We’ve seen in other posts such as this and this that one workaround is to set the current maximum limit to 5A, however it has been reported that with high GPU loads it won’t work. That is our case, increasing the maximum limit is not enough to solve the problem. So, we would like to understand it better with the following questions:
Is this warning related to temperature or power consumption? If not then, could you explain what triggers it?
Is it harmful for the device to just run the application and ignore the warnings?
What are the consequences of the system being throttled? Are the clocks frequencies lowered? Will the performance drop?
Thanks for your answers @WayneWWW, that is really helpful. A couple of questions more:
You mentioned that it is related to power consumption, so is there a known limit of power consumption before the warning is triggered? Something like maybe we could monitor with the tegrastats tool?
Also, to elaborate more on how is the performance dropped:
Does the system switch power modes to a lower one?

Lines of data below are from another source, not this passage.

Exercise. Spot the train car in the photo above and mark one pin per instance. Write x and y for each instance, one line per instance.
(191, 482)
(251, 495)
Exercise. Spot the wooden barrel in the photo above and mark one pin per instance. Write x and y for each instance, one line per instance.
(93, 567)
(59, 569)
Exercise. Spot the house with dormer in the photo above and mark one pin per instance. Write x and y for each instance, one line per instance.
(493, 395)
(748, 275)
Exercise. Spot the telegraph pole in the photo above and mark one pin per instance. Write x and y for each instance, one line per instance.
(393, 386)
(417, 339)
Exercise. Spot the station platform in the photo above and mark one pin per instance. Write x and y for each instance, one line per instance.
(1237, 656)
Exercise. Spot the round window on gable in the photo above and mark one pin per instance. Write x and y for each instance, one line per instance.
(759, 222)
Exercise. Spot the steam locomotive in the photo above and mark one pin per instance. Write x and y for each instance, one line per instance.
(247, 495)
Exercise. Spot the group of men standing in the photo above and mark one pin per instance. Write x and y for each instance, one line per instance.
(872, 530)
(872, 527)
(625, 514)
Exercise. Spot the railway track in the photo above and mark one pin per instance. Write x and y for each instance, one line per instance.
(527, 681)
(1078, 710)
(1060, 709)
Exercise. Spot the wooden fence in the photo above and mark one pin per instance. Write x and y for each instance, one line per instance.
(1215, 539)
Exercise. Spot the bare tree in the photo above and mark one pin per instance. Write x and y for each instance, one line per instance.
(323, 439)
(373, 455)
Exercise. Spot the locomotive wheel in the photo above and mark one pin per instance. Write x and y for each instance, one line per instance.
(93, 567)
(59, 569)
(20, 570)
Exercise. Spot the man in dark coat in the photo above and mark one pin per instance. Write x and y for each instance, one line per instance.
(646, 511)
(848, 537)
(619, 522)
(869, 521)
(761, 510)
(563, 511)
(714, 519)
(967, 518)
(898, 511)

I’ve noticed that when the warning shows and we query the current model with nvpmodel -q it remains unchanged.
Are the clock frequencies lowered for the CPU or the GPU? And if so, do you know at what values?
The official solution is using the the power estimator to calculate your the power budget of the usecase. Then you can create your own nvpmodel for that usecase.
When the throttling happened, the performance (cpu/gup/emc freq) will be dropped for a moment. Thus, it will not be easy to observed by tegrastats unless the throltting keep happening.